On June 1, 2015, a street in the 18th arrondissement was inaugurated as the Promenade Dora-Bruder in memory of the victims of National Socialism in Paris . The street is located on a disused section of the Chemin de Fer de Petite Ceinture between Rue Leibniz and Rue Belliard near the Porte de Clignancourt metro station . During the ceremony, Modiano described Dora Bruder as a symbol that keeps the city alive of the thousands of children and young people who were deported and murdered in Auschwitz.

expenditure

  • Patrick Modiano: Dora brother . Editions Gallimard, Paris 1997, ISBN 2-07-074898-7 .
  • Patrick Modiano: Dora brother . Translated from the French by Elisabeth Edl . Hanser, Munich 1998, ISBN 3-446-19287-5 .
  • Patrick Modiano: Dora brother . Translated from the French by Elisabeth Edl. Droemer Knaur, Munich 2001, ISBN 3-426-61813-3 .
  • Patrick Modiano: Dora brother . Translated from the French by Elisabeth Edl. dtv, Munich 2013, ISBN 978-3-423-14182-6 .
  • Patrick Modiano: Dora brother . French text with German explanations. Reclam, Stuttgart 2015, ISBN 978-3-15-019908-4 .

literature

  • Birgit Schlachter: Notations of absence. Jewish-French literature after the Shoah . Böhlau, Cologne 2006, ISBN 978-3-412-29405-2 , pp. 195–247.

Web links

Individual evidence

  1. Patrick Modiano: Dora Bruder (2001), p. 7.
  2. Patrick Modiano: Dora Bruder (2001), pp. 166-167.
  3. Birgit Schlachter: Notations of absence. Jewish-French literature after the Shoah . Böhlau, Cologne 2006, ISBN 978-3-412-29405-2 , pp. 196-198.
  4. Birgit Schlachter: Notations of absence. Jewish-French literature after the Shoah . Böhlau, Cologne 2006, ISBN 978-3-412-29405-2 , pp. 198-205.
  5. Birgit Schlachter: Notations of absence.

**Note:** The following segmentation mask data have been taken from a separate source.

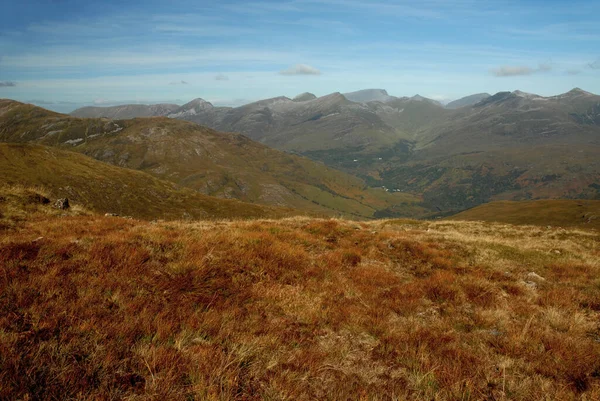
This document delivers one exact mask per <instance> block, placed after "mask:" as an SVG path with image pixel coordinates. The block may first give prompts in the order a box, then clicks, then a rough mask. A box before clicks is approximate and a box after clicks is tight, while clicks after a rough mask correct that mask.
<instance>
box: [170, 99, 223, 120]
mask: <svg viewBox="0 0 600 401" xmlns="http://www.w3.org/2000/svg"><path fill="white" fill-rule="evenodd" d="M211 109H214V106H213V105H212V104H211V103H210V102H207V101H206V100H204V99H202V98H196V99H194V100H192V101H191V102H187V103H186V104H184V105H183V106H181V107H180V108H179V109H177V110H175V111H174V112H173V113H171V114H169V117H171V118H177V117H185V116H193V115H196V114H198V113H200V112H203V111H207V110H211Z"/></svg>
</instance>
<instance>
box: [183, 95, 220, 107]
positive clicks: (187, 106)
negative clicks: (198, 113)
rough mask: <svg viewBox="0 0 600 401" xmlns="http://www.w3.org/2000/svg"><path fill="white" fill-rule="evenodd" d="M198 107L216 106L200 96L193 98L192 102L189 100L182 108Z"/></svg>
mask: <svg viewBox="0 0 600 401" xmlns="http://www.w3.org/2000/svg"><path fill="white" fill-rule="evenodd" d="M198 107H201V108H203V109H207V108H213V107H214V106H213V105H212V103H210V102H207V101H206V100H204V99H202V98H200V97H198V98H196V99H194V100H192V101H191V102H188V103H186V104H184V105H183V106H181V108H182V109H191V108H194V109H197V108H198Z"/></svg>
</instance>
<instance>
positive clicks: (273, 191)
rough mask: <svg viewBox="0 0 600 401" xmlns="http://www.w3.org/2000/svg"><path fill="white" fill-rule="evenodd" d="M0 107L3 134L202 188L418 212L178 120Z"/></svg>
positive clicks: (298, 207)
mask: <svg viewBox="0 0 600 401" xmlns="http://www.w3.org/2000/svg"><path fill="white" fill-rule="evenodd" d="M0 113H2V114H1V115H0V139H1V140H3V141H6V142H28V141H31V142H35V143H40V144H44V145H52V146H59V147H64V148H67V149H70V150H74V151H78V152H81V153H85V154H87V155H90V156H92V157H94V158H96V159H98V160H101V161H104V162H108V163H111V164H114V165H118V166H122V167H128V168H132V169H138V170H142V171H146V172H148V173H150V174H152V175H155V176H157V177H159V178H162V179H166V180H169V181H172V182H175V183H177V184H179V185H182V186H186V187H189V188H192V189H194V190H197V191H199V192H201V193H204V194H207V195H212V196H218V197H222V198H236V199H240V200H243V201H247V202H252V203H261V204H267V205H274V206H284V207H294V208H299V209H302V210H309V211H314V212H319V213H342V214H344V215H351V216H358V217H372V216H373V215H374V214H375V212H376V211H377V210H379V209H385V208H388V207H392V206H394V205H399V204H404V205H406V210H405V212H406V213H409V214H410V213H422V212H423V209H420V208H418V207H413V206H414V205H415V203H416V202H418V201H419V200H418V198H416V197H414V196H408V195H403V194H399V193H387V192H385V191H383V190H368V189H366V188H365V184H364V182H363V181H362V180H360V179H358V178H355V177H352V176H350V175H347V174H345V173H341V172H339V171H336V170H333V169H331V168H327V167H325V166H323V165H321V164H317V163H315V162H313V161H310V160H309V159H306V158H301V157H298V156H293V155H288V154H285V153H283V152H280V151H277V150H274V149H270V148H268V147H266V146H264V145H261V144H258V143H256V142H253V141H251V140H250V139H248V138H246V137H244V136H242V135H239V134H227V133H220V132H216V131H213V130H211V129H207V128H204V127H201V126H198V125H197V124H193V123H189V122H185V121H180V120H176V119H167V118H158V117H157V118H139V119H133V120H117V121H113V120H107V119H77V118H73V117H69V116H64V115H59V114H56V113H52V112H48V111H45V110H43V109H39V108H34V107H32V106H29V105H23V104H19V103H17V102H12V103H11V102H5V104H4V107H2V103H1V102H0Z"/></svg>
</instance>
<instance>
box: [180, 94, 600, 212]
mask: <svg viewBox="0 0 600 401" xmlns="http://www.w3.org/2000/svg"><path fill="white" fill-rule="evenodd" d="M476 99H477V96H475V97H474V98H471V99H469V102H471V103H473V102H475V100H476ZM186 119H187V120H190V121H194V122H197V123H200V124H206V125H209V126H212V127H213V128H216V129H219V130H225V131H234V132H240V133H243V134H244V135H247V136H249V137H250V138H252V139H255V140H257V141H260V142H262V143H264V144H267V145H269V146H272V147H275V148H278V149H281V150H285V151H288V152H294V153H299V154H302V155H304V156H308V157H310V158H312V159H314V160H318V161H322V162H324V163H325V164H327V165H329V166H331V167H334V168H336V169H340V170H343V171H346V172H348V173H351V174H354V175H357V176H360V177H362V178H364V179H365V180H367V182H368V183H369V185H371V186H385V187H386V188H393V189H394V190H398V191H400V192H410V193H412V194H414V195H417V196H423V198H424V201H425V203H424V205H425V206H427V207H428V208H430V209H431V210H438V211H440V212H442V213H451V212H453V211H459V210H463V209H466V208H470V207H473V206H476V205H478V204H481V203H484V202H488V201H491V200H502V199H507V200H523V199H544V198H565V197H566V198H578V197H583V198H595V197H598V196H600V195H599V192H598V189H599V188H597V187H596V186H597V185H598V182H599V181H600V180H599V176H598V174H599V172H600V171H599V167H598V163H597V162H596V159H597V158H598V154H600V153H599V150H598V146H599V143H598V138H599V134H598V132H599V127H600V125H599V123H600V97H598V96H597V95H594V94H592V93H589V92H586V91H583V90H581V89H579V88H575V89H573V90H572V91H569V92H567V93H565V94H562V95H558V96H551V97H542V96H539V95H535V94H528V93H525V92H522V91H514V92H499V93H496V94H495V95H493V96H489V97H486V96H484V95H482V96H481V100H479V102H476V103H475V104H472V105H465V106H463V107H460V108H457V109H452V108H444V107H442V106H441V105H440V104H439V103H437V102H434V101H431V100H430V99H426V98H423V97H421V96H419V95H417V96H414V97H412V98H409V97H403V98H393V97H392V99H388V100H387V101H386V102H385V103H384V102H379V101H371V102H368V103H356V102H352V101H350V100H348V99H347V98H346V97H345V96H344V95H341V94H339V93H334V94H331V95H327V96H323V97H320V98H317V99H313V100H308V101H304V102H293V101H291V100H290V99H287V98H277V99H275V100H273V99H272V100H269V101H266V102H257V103H253V104H251V105H246V106H243V107H239V108H230V109H220V110H219V112H218V113H216V112H214V111H207V112H205V113H203V114H197V115H194V116H190V117H186ZM382 213H385V212H383V211H382Z"/></svg>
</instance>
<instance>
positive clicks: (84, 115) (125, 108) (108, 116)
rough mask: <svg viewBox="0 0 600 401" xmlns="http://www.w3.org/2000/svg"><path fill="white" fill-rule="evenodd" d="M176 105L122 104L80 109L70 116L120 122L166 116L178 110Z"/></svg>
mask: <svg viewBox="0 0 600 401" xmlns="http://www.w3.org/2000/svg"><path fill="white" fill-rule="evenodd" d="M178 108H179V105H176V104H166V103H165V104H149V105H148V104H124V105H120V106H111V107H93V106H89V107H82V108H80V109H77V110H74V111H72V112H71V113H69V114H70V115H72V116H73V117H87V118H90V117H94V118H99V117H105V118H110V119H113V120H121V119H127V118H135V117H156V116H166V115H167V114H169V113H172V112H173V111H174V110H176V109H178Z"/></svg>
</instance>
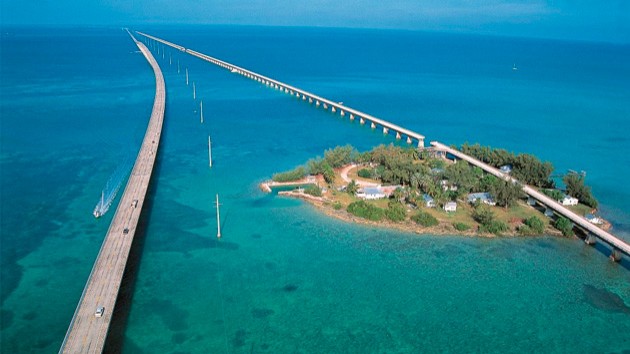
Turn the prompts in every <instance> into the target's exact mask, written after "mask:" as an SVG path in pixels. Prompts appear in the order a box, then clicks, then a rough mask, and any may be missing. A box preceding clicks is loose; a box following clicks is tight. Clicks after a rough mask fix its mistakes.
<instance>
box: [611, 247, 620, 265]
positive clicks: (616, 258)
mask: <svg viewBox="0 0 630 354" xmlns="http://www.w3.org/2000/svg"><path fill="white" fill-rule="evenodd" d="M610 259H611V260H612V261H613V262H620V261H621V251H620V250H618V249H616V248H613V250H612V252H611V253H610Z"/></svg>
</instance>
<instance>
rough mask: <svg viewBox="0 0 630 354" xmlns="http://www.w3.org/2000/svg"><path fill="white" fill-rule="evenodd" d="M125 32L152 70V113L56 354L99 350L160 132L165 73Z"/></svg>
mask: <svg viewBox="0 0 630 354" xmlns="http://www.w3.org/2000/svg"><path fill="white" fill-rule="evenodd" d="M129 35H130V36H131V38H132V39H133V40H134V42H135V43H136V45H137V46H138V48H140V51H141V52H142V54H144V57H145V58H146V59H147V60H148V62H149V64H150V65H151V67H152V68H153V72H154V73H155V87H156V89H155V100H154V102H153V111H152V113H151V119H150V120H149V125H148V127H147V131H146V133H145V136H144V140H143V141H142V146H141V148H140V151H139V153H138V157H137V159H136V162H135V164H134V166H133V170H132V171H131V175H130V177H129V181H128V182H127V186H126V187H125V192H124V193H123V195H122V197H121V199H120V204H119V205H118V208H117V209H116V214H115V215H114V218H113V220H112V223H111V224H110V226H109V230H108V231H107V235H106V236H105V240H104V241H103V244H102V245H101V249H100V251H99V253H98V256H97V258H96V262H95V263H94V266H93V268H92V272H91V273H90V276H89V278H88V281H87V284H86V285H85V288H84V290H83V294H82V295H81V299H80V300H79V304H78V306H77V308H76V310H75V312H74V316H73V317H72V321H71V322H70V326H69V328H68V332H67V333H66V337H65V339H64V341H63V344H62V345H61V349H60V351H59V352H60V353H101V352H102V351H103V347H104V345H105V339H106V337H107V332H108V330H109V325H110V322H111V319H112V314H113V312H114V306H115V305H116V298H117V297H118V291H119V289H120V284H121V281H122V277H123V274H124V272H125V267H126V265H127V258H128V257H129V251H130V250H131V245H132V243H133V239H134V236H135V233H136V227H137V225H138V219H139V218H140V211H141V210H142V205H143V203H144V199H145V196H146V193H147V189H148V187H149V181H150V180H151V174H152V172H153V165H154V163H155V156H156V154H157V151H158V146H159V143H160V136H161V134H162V123H163V120H164V108H165V100H166V89H165V86H164V77H163V76H162V72H161V70H160V67H159V66H158V64H157V62H156V61H155V59H154V58H153V55H151V52H150V51H149V49H148V48H147V47H146V46H145V45H144V44H142V43H141V42H139V41H137V40H136V39H135V38H134V36H133V35H132V34H131V33H129ZM99 307H103V308H104V312H103V314H102V316H101V317H97V316H96V315H95V312H96V310H97V308H99Z"/></svg>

Jewish-French literature after the Shoah . Böhlau, Cologne 2006, ISBN 978-3-412-29405-2 , pp. 205-207.
  6. Tilman Krause : Everything you need to know about Patrick Modiano . In: Die Welt from December 10, 2014.
  7. Fokke Joel: Holding on to the dreams from back then . In: The time of October 9, 2014.
  8. Ursula March : Patrick Modiano: Dora brother . In: Deutschlandfunk from March 23, 1998.
  9. ^ Tilman Krause: Fremdeln with his own biography . In: Deutschlandradio Kultur from August 30, 2007.
  10. ^ Elisabeth Edl: Patrick Modiano: Dora brother . On the website of the dtv Verlag .
  11. Joseph Hanimann: eyes gray-brown, face oval . In: Frankfurter Allgemeine Zeitung of May 12, 1998.
  12. Mohammed Aissaoui: Patrick Modiano: bientôt une rue Dora brother à Paris . In: Le Figaro of January 20, 2015.
  13. ^ Dora brother in the ARD audio play database .
  14. See article Promenade Dora-Bruder in the French Wikipedia .
  15. Denis Cosnard: A Paris, une promenade Dora brother en mémoire des victimes du nazisme and Patrick Modiano: “Dora brother devient un symbols” . In: Le Monde from June 1, 2015.